India growth on recovery path from April next: Morgan Stanley

GDP growth for quarters ending Dec and March is expected to slow down by around 50-75 bps.

Update: 2016-12-09 08:48 GMT
The external debt to GDP ratio stood at 23.7 per cent at end-March 2016, a shade lower than its level of 23.8 per cent at end-March 2015. (Representational Image)

New Delhi: The impact of demonetisation will only be short-term and India's growth momentum is likely to get back on recovery path from April next year with support from consumption and exports, says a Morgan Stanley report.

According to the global financial services firm, the currency replacement programme is a roadblock in the short term and GDP growth for the quarters ending December and March is expected to slow down by around 50-75 bps.

The broad growth outlook of the country however, remains unchanged, it said.

"We maintain our overall constructive outlook on India. We expect growth to be back on the recovery track from 2Q17 after a short period of slowdown between November 2016 and March 2017, due to the currency replacement program," Morgan Stanley said in a research note.

The report expects consumption, which accounts for 60 per cent of GDP, to recover from the quarter ending June '17, and the recovery to broaden following the pick-up in public capex and FDI flows.

Moreover, as global growth is expected to accelerate to 3.4 per cent in 2017 from 3 per cent in 2016, following which India's exports is likely to support an overall recovery in 2017 after being a drag in 2016, the report noted.

On equity markets, the report said that the country will exit the low return environment of the past two years, thanks to better equity valuations. "In our view, equities are likely to deliver 14 per cent INR returns in 2017, compared with (-) 3 per cent in 2015 and 2016," Morgan Stanley said.

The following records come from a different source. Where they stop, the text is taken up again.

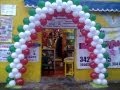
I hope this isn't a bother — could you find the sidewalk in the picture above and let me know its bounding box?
[0,77,120,90]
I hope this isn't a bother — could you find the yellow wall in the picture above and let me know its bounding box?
[0,0,120,82]
[0,0,41,82]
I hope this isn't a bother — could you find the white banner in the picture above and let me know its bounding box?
[76,28,120,69]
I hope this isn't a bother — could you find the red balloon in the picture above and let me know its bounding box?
[46,14,53,20]
[89,62,97,68]
[90,72,98,79]
[15,78,24,85]
[22,49,30,55]
[85,37,92,43]
[30,33,37,40]
[90,53,97,60]
[25,40,33,48]
[40,19,47,26]
[72,17,79,24]
[77,22,85,31]
[19,66,27,73]
[20,58,28,65]
[35,26,43,32]
[87,46,95,52]
[66,12,73,19]
[79,29,89,37]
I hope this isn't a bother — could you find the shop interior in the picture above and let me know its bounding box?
[42,29,75,77]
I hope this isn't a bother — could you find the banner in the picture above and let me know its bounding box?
[76,28,120,69]
[0,16,13,42]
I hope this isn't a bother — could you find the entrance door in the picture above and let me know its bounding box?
[42,29,75,76]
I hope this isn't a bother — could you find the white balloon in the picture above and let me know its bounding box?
[85,13,90,18]
[96,79,102,84]
[91,41,97,47]
[25,31,31,36]
[30,29,36,33]
[19,38,26,45]
[101,58,106,63]
[14,58,20,64]
[40,13,46,19]
[79,17,85,22]
[85,19,91,25]
[76,5,82,12]
[42,7,48,14]
[93,36,99,41]
[19,32,25,38]
[10,62,16,68]
[62,2,68,9]
[94,67,100,73]
[34,20,40,26]
[29,16,35,22]
[93,49,100,54]
[29,22,35,29]
[98,39,103,44]
[9,80,16,86]
[91,21,96,27]
[65,7,71,13]
[45,1,51,8]
[96,44,102,49]
[72,12,79,17]
[56,6,62,12]
[15,48,22,54]
[23,25,29,30]
[101,68,107,73]
[79,11,85,17]
[15,73,22,79]
[21,45,27,50]
[97,54,103,59]
[35,14,40,21]
[18,54,25,60]
[12,68,18,74]
[52,2,57,9]
[95,58,100,64]
[48,8,54,15]
[69,5,77,11]
[99,73,105,79]
[67,1,73,6]
[98,63,104,69]
[35,7,41,14]
[16,63,23,69]
[101,48,106,53]
[8,72,14,78]
[101,79,108,85]
[11,52,17,58]
[14,42,21,48]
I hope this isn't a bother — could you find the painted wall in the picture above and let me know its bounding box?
[0,0,120,82]
[0,0,41,82]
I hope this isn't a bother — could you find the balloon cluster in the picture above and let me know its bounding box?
[6,0,107,86]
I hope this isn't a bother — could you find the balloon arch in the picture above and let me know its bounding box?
[6,0,108,86]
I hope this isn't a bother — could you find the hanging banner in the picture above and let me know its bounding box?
[76,28,120,69]
[0,16,13,42]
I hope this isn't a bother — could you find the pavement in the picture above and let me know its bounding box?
[0,77,120,90]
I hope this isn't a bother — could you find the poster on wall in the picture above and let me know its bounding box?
[76,28,120,69]
[0,16,13,42]
[27,47,40,62]
[0,44,11,62]
[0,44,40,62]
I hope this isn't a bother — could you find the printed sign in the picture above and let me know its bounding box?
[76,28,120,69]
[0,16,13,42]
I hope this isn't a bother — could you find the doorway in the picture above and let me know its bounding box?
[42,28,76,77]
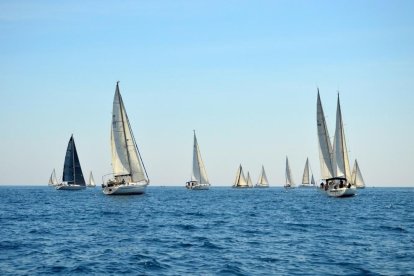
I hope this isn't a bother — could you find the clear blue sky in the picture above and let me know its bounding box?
[0,0,414,186]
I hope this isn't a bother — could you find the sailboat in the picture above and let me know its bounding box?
[255,165,269,188]
[48,169,58,186]
[317,89,356,197]
[233,164,249,188]
[87,171,96,188]
[299,158,315,188]
[284,156,295,188]
[102,82,149,195]
[246,172,253,188]
[185,130,210,190]
[55,135,86,190]
[351,159,365,189]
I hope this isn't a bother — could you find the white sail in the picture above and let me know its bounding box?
[286,156,295,186]
[302,158,309,184]
[351,159,365,188]
[111,83,149,183]
[191,131,210,184]
[257,165,269,186]
[246,172,253,187]
[89,171,95,186]
[316,89,335,179]
[48,169,58,186]
[234,165,247,187]
[333,94,351,180]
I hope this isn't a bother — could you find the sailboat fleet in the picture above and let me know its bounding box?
[48,82,365,197]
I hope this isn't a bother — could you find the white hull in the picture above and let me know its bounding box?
[103,183,148,195]
[326,186,356,197]
[55,184,86,191]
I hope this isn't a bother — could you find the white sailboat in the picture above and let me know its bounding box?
[246,172,253,188]
[284,156,295,188]
[255,165,269,188]
[86,171,96,188]
[102,82,150,195]
[55,135,86,190]
[185,130,210,190]
[351,159,365,189]
[299,158,315,188]
[48,169,58,186]
[318,91,356,197]
[233,164,249,188]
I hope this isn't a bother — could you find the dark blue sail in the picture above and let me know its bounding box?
[63,135,86,186]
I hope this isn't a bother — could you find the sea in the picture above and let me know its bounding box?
[0,186,414,275]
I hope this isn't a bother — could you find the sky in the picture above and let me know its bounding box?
[0,0,414,187]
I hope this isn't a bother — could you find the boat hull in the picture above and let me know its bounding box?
[102,183,148,195]
[326,186,356,197]
[56,184,86,191]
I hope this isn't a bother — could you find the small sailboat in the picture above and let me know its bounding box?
[102,82,149,195]
[284,156,295,188]
[87,171,96,188]
[48,169,58,186]
[55,135,86,190]
[233,164,249,188]
[246,172,253,188]
[317,90,356,197]
[255,165,269,188]
[351,159,365,189]
[185,130,210,190]
[299,158,315,188]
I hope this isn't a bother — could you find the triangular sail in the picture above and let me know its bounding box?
[351,159,365,188]
[286,156,295,186]
[191,131,210,184]
[316,88,334,179]
[48,169,58,186]
[89,172,95,186]
[234,165,247,187]
[111,83,149,183]
[62,135,86,185]
[257,165,269,186]
[302,158,309,184]
[333,94,351,180]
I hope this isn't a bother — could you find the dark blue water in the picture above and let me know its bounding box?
[0,187,414,275]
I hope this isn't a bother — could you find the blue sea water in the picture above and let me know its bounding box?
[0,186,414,275]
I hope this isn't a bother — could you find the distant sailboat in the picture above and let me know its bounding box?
[55,135,86,190]
[87,171,96,188]
[185,131,210,190]
[233,165,249,188]
[351,159,365,189]
[102,82,149,195]
[255,165,269,188]
[284,156,295,188]
[317,90,356,197]
[48,169,58,186]
[299,158,315,188]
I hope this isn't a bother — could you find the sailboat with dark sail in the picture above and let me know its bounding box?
[55,135,86,190]
[102,82,150,195]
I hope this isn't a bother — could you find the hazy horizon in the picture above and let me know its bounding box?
[0,0,414,187]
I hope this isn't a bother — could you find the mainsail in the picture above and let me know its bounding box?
[48,169,58,186]
[234,165,247,187]
[111,82,149,183]
[191,131,210,184]
[316,88,335,179]
[302,158,309,184]
[62,135,86,186]
[351,159,365,188]
[333,94,351,180]
[286,156,295,186]
[257,165,269,186]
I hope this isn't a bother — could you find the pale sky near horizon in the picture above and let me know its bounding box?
[0,0,414,187]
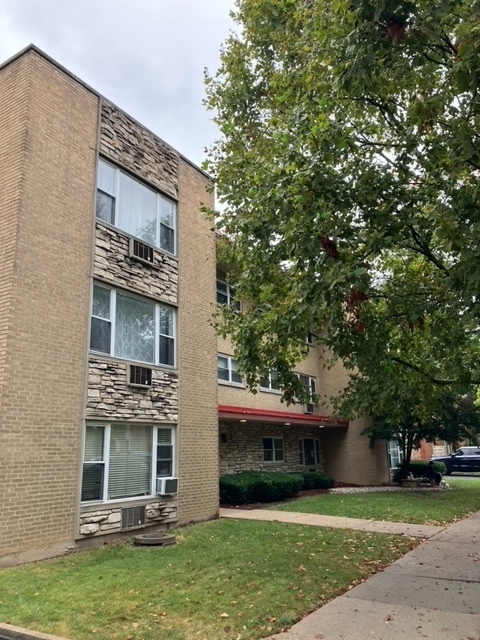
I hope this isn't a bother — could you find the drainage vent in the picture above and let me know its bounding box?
[122,506,145,531]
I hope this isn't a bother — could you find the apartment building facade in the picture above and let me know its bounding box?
[0,46,218,564]
[217,265,390,485]
[0,46,388,566]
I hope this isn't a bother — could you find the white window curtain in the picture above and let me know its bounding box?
[117,173,158,245]
[115,291,155,362]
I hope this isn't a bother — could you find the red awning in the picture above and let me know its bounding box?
[218,404,348,427]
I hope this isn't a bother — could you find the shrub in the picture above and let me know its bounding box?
[302,471,335,490]
[220,471,303,504]
[393,460,446,484]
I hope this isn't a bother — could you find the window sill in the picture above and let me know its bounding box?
[95,218,178,266]
[217,380,245,389]
[88,351,178,372]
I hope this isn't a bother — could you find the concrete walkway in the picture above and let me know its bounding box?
[220,509,480,640]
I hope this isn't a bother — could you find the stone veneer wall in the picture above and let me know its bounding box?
[86,356,178,423]
[100,100,179,199]
[219,422,325,476]
[94,221,178,304]
[80,496,177,538]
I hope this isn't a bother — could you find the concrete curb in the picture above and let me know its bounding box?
[0,623,68,640]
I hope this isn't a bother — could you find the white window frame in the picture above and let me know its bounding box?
[217,353,244,387]
[262,435,285,464]
[82,422,177,504]
[387,440,403,469]
[95,158,177,255]
[90,282,177,369]
[259,369,282,394]
[217,278,240,310]
[298,438,321,467]
[295,372,317,404]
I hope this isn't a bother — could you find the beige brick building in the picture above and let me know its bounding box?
[0,46,388,566]
[0,47,218,564]
[217,270,390,485]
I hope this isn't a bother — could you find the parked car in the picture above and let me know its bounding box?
[430,447,480,475]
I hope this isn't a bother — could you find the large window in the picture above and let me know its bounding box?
[298,438,320,465]
[97,160,176,253]
[217,354,243,384]
[263,438,285,462]
[217,278,240,309]
[260,370,280,391]
[296,373,317,398]
[90,284,175,367]
[82,424,174,502]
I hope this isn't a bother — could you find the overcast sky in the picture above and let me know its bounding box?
[0,0,234,164]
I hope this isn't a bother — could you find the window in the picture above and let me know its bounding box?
[295,373,317,398]
[298,438,320,465]
[217,354,243,384]
[263,438,285,462]
[387,440,403,469]
[97,160,176,253]
[260,370,280,391]
[82,424,174,502]
[217,278,240,309]
[90,284,175,367]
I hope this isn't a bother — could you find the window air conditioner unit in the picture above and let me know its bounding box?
[157,478,178,496]
[128,238,155,264]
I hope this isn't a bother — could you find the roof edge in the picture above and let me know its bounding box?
[0,43,214,183]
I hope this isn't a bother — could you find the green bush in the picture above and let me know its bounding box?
[220,471,303,504]
[302,471,335,491]
[393,460,446,484]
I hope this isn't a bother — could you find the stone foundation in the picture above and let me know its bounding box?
[79,497,177,537]
[219,422,325,476]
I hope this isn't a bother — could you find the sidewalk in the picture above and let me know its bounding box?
[220,509,480,640]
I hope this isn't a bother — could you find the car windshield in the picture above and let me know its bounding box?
[454,447,480,456]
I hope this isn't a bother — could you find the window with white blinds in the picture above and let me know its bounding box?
[82,424,175,502]
[107,425,152,500]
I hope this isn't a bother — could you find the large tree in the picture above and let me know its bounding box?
[206,0,480,412]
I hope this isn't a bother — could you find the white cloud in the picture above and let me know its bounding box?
[0,0,234,164]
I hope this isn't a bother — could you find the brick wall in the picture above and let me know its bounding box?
[178,160,218,523]
[0,50,98,555]
[219,422,325,476]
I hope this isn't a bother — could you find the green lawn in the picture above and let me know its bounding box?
[272,478,480,525]
[0,519,418,640]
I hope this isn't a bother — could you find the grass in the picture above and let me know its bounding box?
[274,478,480,525]
[0,519,418,640]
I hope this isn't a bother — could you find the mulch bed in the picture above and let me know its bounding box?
[220,482,361,511]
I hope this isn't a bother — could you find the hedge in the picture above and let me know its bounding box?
[220,471,334,504]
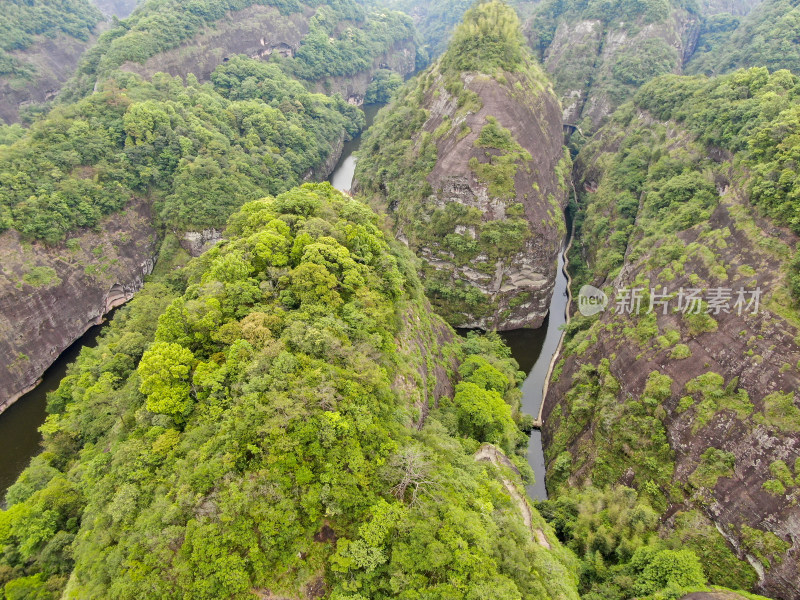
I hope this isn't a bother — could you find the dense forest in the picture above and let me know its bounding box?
[0,0,800,600]
[356,3,569,327]
[0,57,363,243]
[0,184,577,600]
[63,0,414,100]
[544,68,800,598]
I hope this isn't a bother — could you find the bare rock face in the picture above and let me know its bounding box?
[0,32,104,123]
[356,66,569,330]
[120,4,314,81]
[0,200,156,412]
[543,112,800,600]
[527,8,700,133]
[120,4,416,103]
[93,0,139,19]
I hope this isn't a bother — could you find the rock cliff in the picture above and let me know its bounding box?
[0,32,104,123]
[0,201,156,411]
[114,4,416,105]
[356,1,569,330]
[526,8,701,132]
[543,82,800,599]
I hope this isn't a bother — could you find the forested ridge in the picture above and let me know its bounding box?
[0,184,577,599]
[0,57,363,243]
[543,68,800,598]
[63,0,414,101]
[355,2,570,328]
[0,0,800,600]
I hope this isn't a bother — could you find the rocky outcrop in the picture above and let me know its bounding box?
[314,40,417,105]
[0,200,156,411]
[120,4,416,103]
[181,227,222,257]
[368,68,566,330]
[355,3,570,330]
[543,112,800,600]
[92,0,139,19]
[527,8,702,132]
[120,4,315,81]
[0,30,105,123]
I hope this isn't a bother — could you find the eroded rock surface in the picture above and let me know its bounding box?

Equity valuations relative to bonds are the best since 2013. India is one of our top emerging market picks, it added. On RBI's policy stance, the report said that rising US rates mean that the RBI needs to maintain an adequate buffer on real rates and not cut rates aggressively in response to short-term weakness in growth arising from demonetisation.

Though in the base case, Morgan Stanley had expected one more rate cut of 25 bps in the current easing cycle, but indications in the December policy statement suggest that the Central Bank is not too concerned about the growth impact from the currency replacement program.

"Moreover, the rise in oil prices, US rates and stickiness in core inflation means that we appear to be nearing the end of the easing cycle," the report said.